The gardening season in central New York is short. Nights stay cold deep into spring, and two years ago all the squash got killed by a frost on the last day of August. You only get one shot at growing most vegetables, particularly those that take a long time to mature. My project over the past few days has been getting all the storage onions in the ground, meaning the first thing I’ve planted will be one of the last crops harvested.
The comparison between the roots of a spindly onion transplant and those of the weeds that I’ve cleared to make room for them highlights the strangeness of domestication. The onions roots are fewer, shorter, and far less branching than those of even the smallest lambsquarters plant. They are less capable of wringing every droplet of water from the soil or vigorously pushing back against the roots of neighbors. In exchange for growing a tasty bulb, the onion has offloaded responsibility for food, water, and the management of competition to humans.
I often wonder about the process by which a wild plant became a domesticated vegetable. Earlier this year I attended a lecture about the long transition grains went through as they moved from a peripheral to a central food source over the course of hundreds to thousands of years, with a slow interplay of human gathering methods interacting with particular traits to kick start domestication long before any intentional manipulation.
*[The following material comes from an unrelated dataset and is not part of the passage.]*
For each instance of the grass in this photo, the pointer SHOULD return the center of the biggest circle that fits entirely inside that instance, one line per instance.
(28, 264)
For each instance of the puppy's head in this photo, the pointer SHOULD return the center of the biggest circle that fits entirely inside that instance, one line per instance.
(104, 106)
You can plausibly tell a similar story about the domestication of animals.
But it’s harder to imagine something like a wild onion becoming the thing I plant in my garden without it being a conscious plan, executed over years.
If the history of vegetables is mysterious, the fact of grafting is more so. Grafting is the joining of two genetically distinct plants. In my case, this means attaching a cutting from a favorite apple on my farm to the roots of an entirely different tree. This allows for the propagation of a tree with exceptional fruit, but the interplay between the roots and the top of the tree goes far deeper. The roots will actually determine the final size of the tree, as well as how vigorously it grows and how early it fruits.
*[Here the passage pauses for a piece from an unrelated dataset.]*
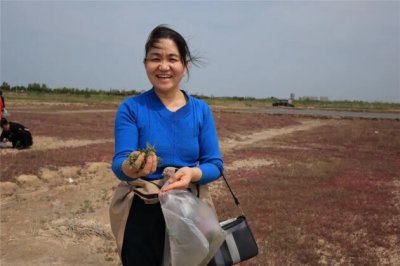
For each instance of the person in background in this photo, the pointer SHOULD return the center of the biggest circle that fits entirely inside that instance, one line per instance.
(4, 113)
(183, 132)
(17, 134)
(1, 105)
When I looked into it I was shocked to discover that the practice has arisen independently in a number of places, beginning thousands of years ago. On the one hand, it makes sense that societies in which the vast majority of the workforce engaged in subsistence agriculture would facilitate a tremendous amount of experimentation. On the other, even with modern tools and understanding it is a specialized skill that can easily fail.
I am, unfortunately, not terribly confident that I did it properly. I dug the rootstock a bit late, I don’t know how well I stored the cuttings, and the grafting itself takes a high degree of precision. As you can see in the picture above, I grafted two scions onto each base in the hopes that at least one will take. At least I’m confident in a good onion crop.